Sunday, October 12, 2008

Am Kupfergraben 10 by David Chipperfield

David Chipperfield Architects’ gallery building Am Kupfergraben 10 in Berlin has received the first prize in the ‘office and commercial buildings’ category of the Fritz Höger Prize 2008.

The Initiative Bauen mit Backstein (Initiative Building with Brick), the organiser of the award, received 322 applications of projects completed between 2004 and 2008. The jury nominated 31 entries for the Fritz Höger Prize 2008 eventually awarding Chipperfield the €10,000 prize.

Am Kupfergraben 10 which is located on the Kupfergraben canal, overlooking the Lustgarten and the Museum Island in Berlin. As part of the cityscape, the composition of the four-story gallery building reacts to its immediate historic context, while the scale of its window openings reflects the urban dimensions of a corner building.

As an urban infill, the new building connects with both of its neighbouring buildings with regard to their respective building heights and occupies the footprint of the preceding building (destroyed in the war), while at the same time developing its own sculptural quality. The facades are of brick masonry on reconstituted stone courses with no visible expansion joints, using salvaged bricks pointed with slurry. Large window openings reflect the urban scale of the site and define the composition of the facade, given structure by their untreated wooden sashes.

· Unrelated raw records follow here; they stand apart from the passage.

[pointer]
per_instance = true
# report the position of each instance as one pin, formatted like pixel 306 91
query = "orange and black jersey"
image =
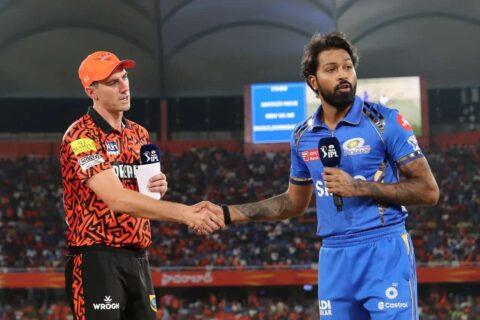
pixel 90 146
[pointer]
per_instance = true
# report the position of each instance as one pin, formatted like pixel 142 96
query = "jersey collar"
pixel 102 123
pixel 353 116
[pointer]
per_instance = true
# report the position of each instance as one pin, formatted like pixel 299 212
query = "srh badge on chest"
pixel 112 148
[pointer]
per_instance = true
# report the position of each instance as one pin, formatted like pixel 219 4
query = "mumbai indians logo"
pixel 329 152
pixel 355 146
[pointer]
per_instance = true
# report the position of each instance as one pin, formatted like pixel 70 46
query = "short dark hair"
pixel 319 43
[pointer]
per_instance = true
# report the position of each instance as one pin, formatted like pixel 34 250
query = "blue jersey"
pixel 375 141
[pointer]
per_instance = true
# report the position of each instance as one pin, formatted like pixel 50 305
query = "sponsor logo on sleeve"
pixel 90 161
pixel 107 304
pixel 153 302
pixel 83 145
pixel 355 146
pixel 325 308
pixel 412 140
pixel 403 123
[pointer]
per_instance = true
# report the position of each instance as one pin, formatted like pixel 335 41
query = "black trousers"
pixel 108 283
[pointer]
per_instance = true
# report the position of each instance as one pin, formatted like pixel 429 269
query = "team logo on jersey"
pixel 403 123
pixel 413 142
pixel 310 155
pixel 82 145
pixel 153 302
pixel 355 146
pixel 112 148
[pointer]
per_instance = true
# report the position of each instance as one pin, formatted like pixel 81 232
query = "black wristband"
pixel 226 214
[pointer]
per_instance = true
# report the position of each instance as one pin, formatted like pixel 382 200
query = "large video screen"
pixel 275 108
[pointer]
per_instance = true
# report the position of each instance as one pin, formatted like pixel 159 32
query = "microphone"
pixel 330 154
pixel 149 166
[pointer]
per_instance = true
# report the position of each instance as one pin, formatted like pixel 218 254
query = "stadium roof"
pixel 214 47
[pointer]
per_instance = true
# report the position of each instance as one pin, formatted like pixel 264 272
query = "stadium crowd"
pixel 438 304
pixel 31 213
pixel 32 224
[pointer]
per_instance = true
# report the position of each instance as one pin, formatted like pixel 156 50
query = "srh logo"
pixel 105 57
pixel 108 305
pixel 325 307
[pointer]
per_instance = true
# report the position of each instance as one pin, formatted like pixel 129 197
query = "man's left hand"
pixel 158 183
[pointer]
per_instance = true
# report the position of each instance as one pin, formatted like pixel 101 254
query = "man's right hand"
pixel 204 219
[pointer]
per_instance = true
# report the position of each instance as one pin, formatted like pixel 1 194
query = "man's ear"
pixel 90 91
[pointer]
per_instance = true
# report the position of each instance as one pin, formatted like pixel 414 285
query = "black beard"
pixel 340 100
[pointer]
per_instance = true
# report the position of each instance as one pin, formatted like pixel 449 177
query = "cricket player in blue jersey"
pixel 366 263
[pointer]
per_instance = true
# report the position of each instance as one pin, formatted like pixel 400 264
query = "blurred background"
pixel 198 64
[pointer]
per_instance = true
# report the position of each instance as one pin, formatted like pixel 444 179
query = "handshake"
pixel 206 217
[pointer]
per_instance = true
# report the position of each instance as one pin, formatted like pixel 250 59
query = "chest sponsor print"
pixel 112 148
pixel 310 155
pixel 355 146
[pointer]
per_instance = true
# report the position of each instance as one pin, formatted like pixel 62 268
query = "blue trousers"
pixel 368 275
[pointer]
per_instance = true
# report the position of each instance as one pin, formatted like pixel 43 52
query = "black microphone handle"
pixel 338 201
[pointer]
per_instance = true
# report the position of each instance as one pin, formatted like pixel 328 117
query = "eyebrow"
pixel 335 63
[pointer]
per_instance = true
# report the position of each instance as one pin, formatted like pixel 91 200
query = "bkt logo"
pixel 151 156
pixel 325 307
pixel 330 152
pixel 108 305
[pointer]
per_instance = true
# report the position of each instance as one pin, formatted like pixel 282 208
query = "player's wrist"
pixel 227 218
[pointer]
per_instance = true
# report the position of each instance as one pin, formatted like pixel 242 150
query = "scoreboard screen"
pixel 273 109
pixel 276 109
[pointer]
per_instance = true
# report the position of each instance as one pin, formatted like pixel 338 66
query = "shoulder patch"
pixel 83 145
pixel 375 117
pixel 301 128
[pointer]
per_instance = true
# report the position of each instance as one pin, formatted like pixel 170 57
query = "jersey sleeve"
pixel 299 173
pixel 83 156
pixel 400 140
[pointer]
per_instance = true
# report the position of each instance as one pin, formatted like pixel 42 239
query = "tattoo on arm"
pixel 418 187
pixel 275 208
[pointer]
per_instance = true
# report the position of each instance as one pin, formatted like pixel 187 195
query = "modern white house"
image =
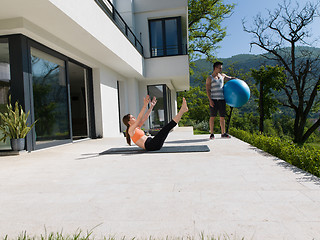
pixel 78 66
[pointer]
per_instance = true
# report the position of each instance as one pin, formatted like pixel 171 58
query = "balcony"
pixel 114 15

While solid materials that will age well characterise the exterior, the interior is defined by daylight and proportion. The building cores organize the space of the 5.5 meter high rooms. The simple floor plan varies throughout the four stories depending on the form of the volume and the placement of the window openings. The gallery spaces are side lit from different directions, and daylight is controlled by interior folding shutters. The intention was to create a series of well proportioned and well lit rooms for living, working, or showing art – in a townhouse dedicated to the arts and directly related to the cultural heart of the city.